Great hollywood novel w/black humor, inventive narration

It's a novel set in present day Hollywood, but instead of focusing on Hollywood stars, Wagner looks at the hangers-on types, the agents, lawyers, doctors, massage therapists, etc. It's definitely black humor, as a lot of unfortunate things happen to the characters, but it's definitely worth reading.The multiple pov is quite interesting. In the first section, Wagner focuses on 4 or 5 characters, and quickly switches the POV between each one in a rapid succession. One character is an exterminator, the other an agent, the next one an aging starlet, and the next a dermatologist. My favorite is the exterminator, the Dead Pet Detective, who longs to write scripts for a Star Trek like TV show called "Blue Matrix". His mother is a psychologist, Calliope, who only treats celebrities, one of whom is a Blue Matrix star.The second section is even more interesting: it's told from multiple narrators, each of whom are women. A different set of characters who you saw through a different perspective earlier. One is a screenwriter writing e-mail to her lesbian lover, another is a producer dictating into a microphone (much like Julia Philips in You'll Never Eat Lunch In This Town Again), still another is a massage therapist writing in her diary titled "The Thief of Energy". These characters have an effect on each other's lives which is not immediately apparent until the end when things all come together.

a staggering work by an intellectual giant

bruce wagner is a genius and this book will rip your heart out of your chest, stomp on it, then give it a sweet little peck on the cheek before sending it on its way.read it!

Possibly the best Hollywood novel since "Day of the Locust"

Quite posibly the best Hollywood novel since Nathaniel West's "Day of the Locust" or Robert Stone's much under-rated "Children of Light." Wagner has as piercing an eye for character as Nora Ephron, a more rapier wit, and more bulls-eyed capture-effect for nailing the squirming, mercurial nature of the de-centered city.
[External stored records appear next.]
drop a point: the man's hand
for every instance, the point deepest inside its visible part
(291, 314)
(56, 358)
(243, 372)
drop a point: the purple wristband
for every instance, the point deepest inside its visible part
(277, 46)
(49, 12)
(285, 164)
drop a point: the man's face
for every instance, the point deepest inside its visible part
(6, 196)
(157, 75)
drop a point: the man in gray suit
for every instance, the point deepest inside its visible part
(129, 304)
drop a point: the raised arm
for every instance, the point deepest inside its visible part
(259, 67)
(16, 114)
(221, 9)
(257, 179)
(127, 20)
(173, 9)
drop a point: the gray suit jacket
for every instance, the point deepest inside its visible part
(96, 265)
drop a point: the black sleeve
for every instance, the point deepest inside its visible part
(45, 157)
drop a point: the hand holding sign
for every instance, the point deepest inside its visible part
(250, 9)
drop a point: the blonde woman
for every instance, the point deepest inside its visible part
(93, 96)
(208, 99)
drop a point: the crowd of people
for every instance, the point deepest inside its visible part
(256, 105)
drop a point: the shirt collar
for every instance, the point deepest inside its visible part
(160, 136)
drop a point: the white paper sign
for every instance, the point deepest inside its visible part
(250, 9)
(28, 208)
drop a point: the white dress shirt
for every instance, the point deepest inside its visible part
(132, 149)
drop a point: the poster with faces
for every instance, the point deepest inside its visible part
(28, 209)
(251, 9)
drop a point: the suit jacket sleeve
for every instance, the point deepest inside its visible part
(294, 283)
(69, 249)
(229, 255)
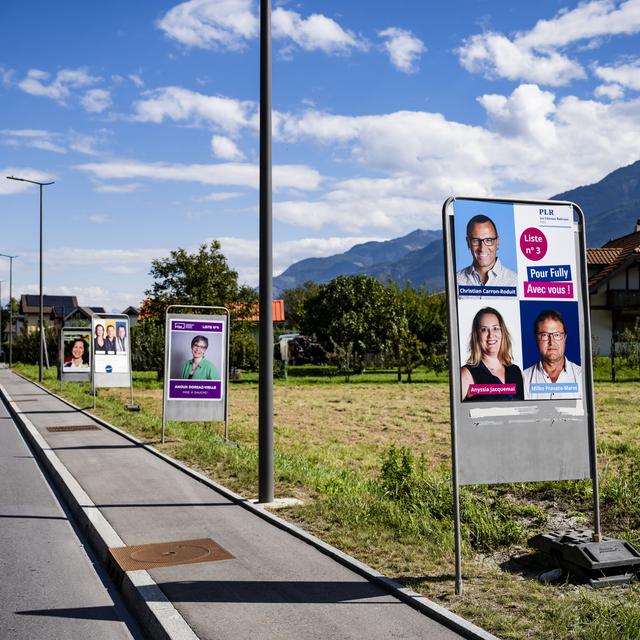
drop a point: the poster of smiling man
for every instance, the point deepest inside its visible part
(111, 364)
(517, 297)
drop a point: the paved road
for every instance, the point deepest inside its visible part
(50, 587)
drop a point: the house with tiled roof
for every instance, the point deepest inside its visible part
(80, 316)
(614, 288)
(54, 308)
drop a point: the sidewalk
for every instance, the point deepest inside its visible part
(280, 582)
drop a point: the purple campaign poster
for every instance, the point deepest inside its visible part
(517, 294)
(196, 359)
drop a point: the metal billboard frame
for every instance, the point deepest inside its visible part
(522, 408)
(93, 355)
(166, 361)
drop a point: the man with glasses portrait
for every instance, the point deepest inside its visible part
(553, 377)
(486, 269)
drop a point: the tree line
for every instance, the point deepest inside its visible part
(354, 322)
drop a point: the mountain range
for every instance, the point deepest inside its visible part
(611, 208)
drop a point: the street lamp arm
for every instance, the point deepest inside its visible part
(42, 184)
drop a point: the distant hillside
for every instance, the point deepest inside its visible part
(368, 257)
(611, 208)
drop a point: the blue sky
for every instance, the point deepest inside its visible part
(145, 115)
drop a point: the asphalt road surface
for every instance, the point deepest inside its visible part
(50, 585)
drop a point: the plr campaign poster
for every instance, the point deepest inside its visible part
(196, 359)
(110, 337)
(517, 297)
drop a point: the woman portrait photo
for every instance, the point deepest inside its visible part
(99, 344)
(490, 360)
(198, 367)
(79, 358)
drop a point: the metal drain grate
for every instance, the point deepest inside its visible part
(73, 427)
(168, 554)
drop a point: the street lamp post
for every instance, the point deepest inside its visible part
(40, 184)
(1, 281)
(265, 389)
(4, 255)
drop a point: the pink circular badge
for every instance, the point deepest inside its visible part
(533, 244)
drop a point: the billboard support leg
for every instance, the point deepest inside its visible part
(457, 535)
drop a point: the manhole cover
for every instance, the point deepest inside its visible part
(73, 427)
(167, 554)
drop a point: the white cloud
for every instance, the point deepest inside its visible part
(234, 174)
(59, 89)
(609, 91)
(226, 149)
(231, 24)
(99, 218)
(524, 113)
(9, 187)
(403, 47)
(96, 100)
(497, 56)
(136, 79)
(183, 105)
(624, 75)
(535, 56)
(86, 144)
(315, 33)
(128, 187)
(220, 196)
(6, 76)
(34, 138)
(224, 24)
(527, 149)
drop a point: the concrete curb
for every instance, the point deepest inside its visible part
(415, 600)
(155, 613)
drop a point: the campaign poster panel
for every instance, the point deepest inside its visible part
(75, 353)
(110, 336)
(197, 350)
(517, 297)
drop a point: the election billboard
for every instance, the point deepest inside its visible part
(196, 367)
(75, 354)
(520, 362)
(111, 349)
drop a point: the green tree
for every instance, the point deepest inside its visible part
(352, 316)
(200, 278)
(294, 303)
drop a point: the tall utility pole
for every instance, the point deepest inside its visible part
(265, 391)
(40, 184)
(4, 255)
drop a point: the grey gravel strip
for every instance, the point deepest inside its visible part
(415, 600)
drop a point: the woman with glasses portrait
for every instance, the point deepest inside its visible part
(198, 367)
(490, 362)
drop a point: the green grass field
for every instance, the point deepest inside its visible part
(371, 461)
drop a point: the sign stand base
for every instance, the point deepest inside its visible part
(603, 563)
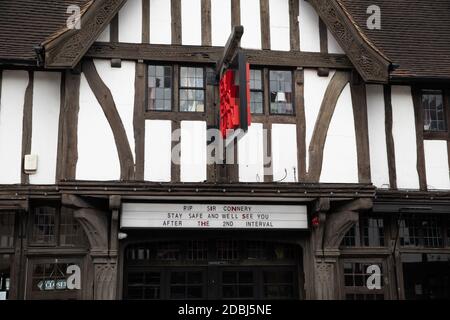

A compilation of vignettes and plotlines loosely interconnected by wry and cunning crossed trajectories of power, desire, carnal predation and patholgical ambition. All of it wired up in electrifying prose and some of the most bitchy and acidic and blackest-of-black humor since Celine. Wickedly funny at every turn. Really a minor (maybe not so minor) masterpiece of the Hollywood genre. Clinically well-observed, vibrant, stylistically ballsy. The critics seem to find it too dark, not plotty enough, bitter, cynical. But insider Wagner ("The Class Struggle in Beverly Hills", "Wild Palms", among others), despite his mainstreamed largely east-coast-imposed postures of populist postmodernist, is a good old fashioned master of realism. The Flaubert of Hollywood. Form following function. A soured lesbian love affair is recounted through a one-sided e-mail correspondence, the authentic human tragedy of a congenitallly blind infant is diminished by the casting director mother's efforts to package it as pop entertainment, relationships exist solely through reception-fractured cell-phone conversations. It's the superficial aspect of human relations in the city of through-lines and sentimental sop that make the novel at once realistic and compelling. And unlike say a Kathy Acker (evoked constantly by every self-co-opted poseur as a pretentious badge of substance) where story is sacrificed to style Wagner keeps the reader engaged at every turn. It's the kind of novel you can open anywhere, anytime and come onto another splendid nugget. We'll be hearing more from this talent and I, personally, am looking forward to it.